Leçons de nu, de Walter Siti, ou les explorations amoureuses acrobatiques d’un professeur florentin.

Raconter en 600 pages la vie d’un prof de lettres de Florence, quadragénaire, érotomaniaque et solitaire, relève du défi. Mais Walter Siti, l’auteur de ce livre salué à sa sortie en Italie, en 1994, aime voir la fiction se doubler de poésie et d’essai, à l’instar de la légendaire Conscience de Zeno. Et l’on sait que le roman peut tout dès lorsqu’une haute ambition le porte.
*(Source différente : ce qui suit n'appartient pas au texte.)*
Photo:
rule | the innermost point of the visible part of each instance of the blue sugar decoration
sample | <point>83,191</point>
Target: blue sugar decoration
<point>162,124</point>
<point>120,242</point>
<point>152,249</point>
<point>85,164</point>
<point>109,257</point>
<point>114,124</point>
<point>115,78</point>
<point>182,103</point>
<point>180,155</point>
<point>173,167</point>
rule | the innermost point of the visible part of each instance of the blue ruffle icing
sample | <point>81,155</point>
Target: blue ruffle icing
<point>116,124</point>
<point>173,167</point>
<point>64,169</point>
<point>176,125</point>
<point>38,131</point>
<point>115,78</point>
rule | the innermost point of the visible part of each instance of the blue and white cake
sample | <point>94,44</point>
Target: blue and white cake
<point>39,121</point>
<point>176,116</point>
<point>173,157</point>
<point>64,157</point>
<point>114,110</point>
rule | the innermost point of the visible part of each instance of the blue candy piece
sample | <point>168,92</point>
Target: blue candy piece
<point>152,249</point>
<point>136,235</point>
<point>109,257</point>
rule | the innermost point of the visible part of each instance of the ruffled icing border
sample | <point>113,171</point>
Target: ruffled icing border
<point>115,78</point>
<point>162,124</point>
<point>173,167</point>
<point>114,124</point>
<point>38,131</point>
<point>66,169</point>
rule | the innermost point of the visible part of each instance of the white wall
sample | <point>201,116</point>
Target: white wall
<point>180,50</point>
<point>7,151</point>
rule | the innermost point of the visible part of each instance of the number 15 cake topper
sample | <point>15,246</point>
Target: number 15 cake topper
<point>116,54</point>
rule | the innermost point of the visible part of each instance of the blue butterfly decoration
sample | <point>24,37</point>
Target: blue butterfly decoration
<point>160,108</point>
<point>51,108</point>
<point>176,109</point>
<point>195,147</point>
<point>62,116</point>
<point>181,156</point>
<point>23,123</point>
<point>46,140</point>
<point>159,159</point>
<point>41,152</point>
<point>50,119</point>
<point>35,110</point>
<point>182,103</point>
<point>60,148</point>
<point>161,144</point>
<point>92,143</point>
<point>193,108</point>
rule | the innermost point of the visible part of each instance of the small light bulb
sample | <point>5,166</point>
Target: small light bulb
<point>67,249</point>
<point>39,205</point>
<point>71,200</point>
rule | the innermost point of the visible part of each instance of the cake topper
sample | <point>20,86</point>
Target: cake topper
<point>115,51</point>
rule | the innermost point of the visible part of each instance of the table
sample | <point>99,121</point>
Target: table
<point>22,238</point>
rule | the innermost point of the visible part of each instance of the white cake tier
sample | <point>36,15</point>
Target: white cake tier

Nommé Walter lui aussi, le narrateur aime les culturistes. Sous prétexte de séances photo, il aborde ces M. Muscles, comprimés comme des pneus et lustrés comme des goldens, avec une audace que leur narcissisme récompense souvent. L’imagerie pornographique gouverne si bien ses désirs qu’il a un besoin compulsif de les réduire à un déclic, de faire entrer dans sa chambre noire ces trophées trapus, qui vont bientôt ressortir de son alcôve, comme l’enfant collectionne ses icônes sportives. Des explorations amoureuses acrobatiques achèvent de faire de ces corps divinisés des paysages fantastiques, avec leurs monts mammaires et leurs forêts pubiennes séparées par « une vasque où les antilopes vont boire » : l’auto-ironie de Siti a le don d’aérer la prison de ses fantasmes.

Mêlant la mystique aux deltoïdes, le lyrisme est le carburant du livre. Des dialogues évoquant l’avalanche d’informations, d’images et de sons qui fait de nos consciences des poubelles mondialisées le ralentissent parfois (avant d’éditer les œuvres de Pasolini, Siti a été professeur). Mais la cruauté du narrateur envers ses collègues universitaires (« si tu ne veux pas qu’un sujet te fasse mal, deviens un spécialiste de ce sujet ») permet de tenir jusqu’à l’arrivée de Ruggero, l’amant peintre paysan ; l’aveu d’une impuissance native achève alors de donner son humanité à cette odyssée cruelle ponctuée d’îlots merveilleux qu’illuminent un désir aveuglant, une intelligence au radium et une vaste culture (Leopardi, D’Annunzio, mais aussi Jdanov alimentent citations et pastiches). Avec leurs prodigieux coups d’accélérateur et ses tunnels, ces Leçons de nu devraient donner du travail à des générations de professeurs et assurer à Siti, auteur de huit romans depuis, leur reconnaissance durable : il n’y a pas tant d’écrivains qui garantissent le plein-emploi.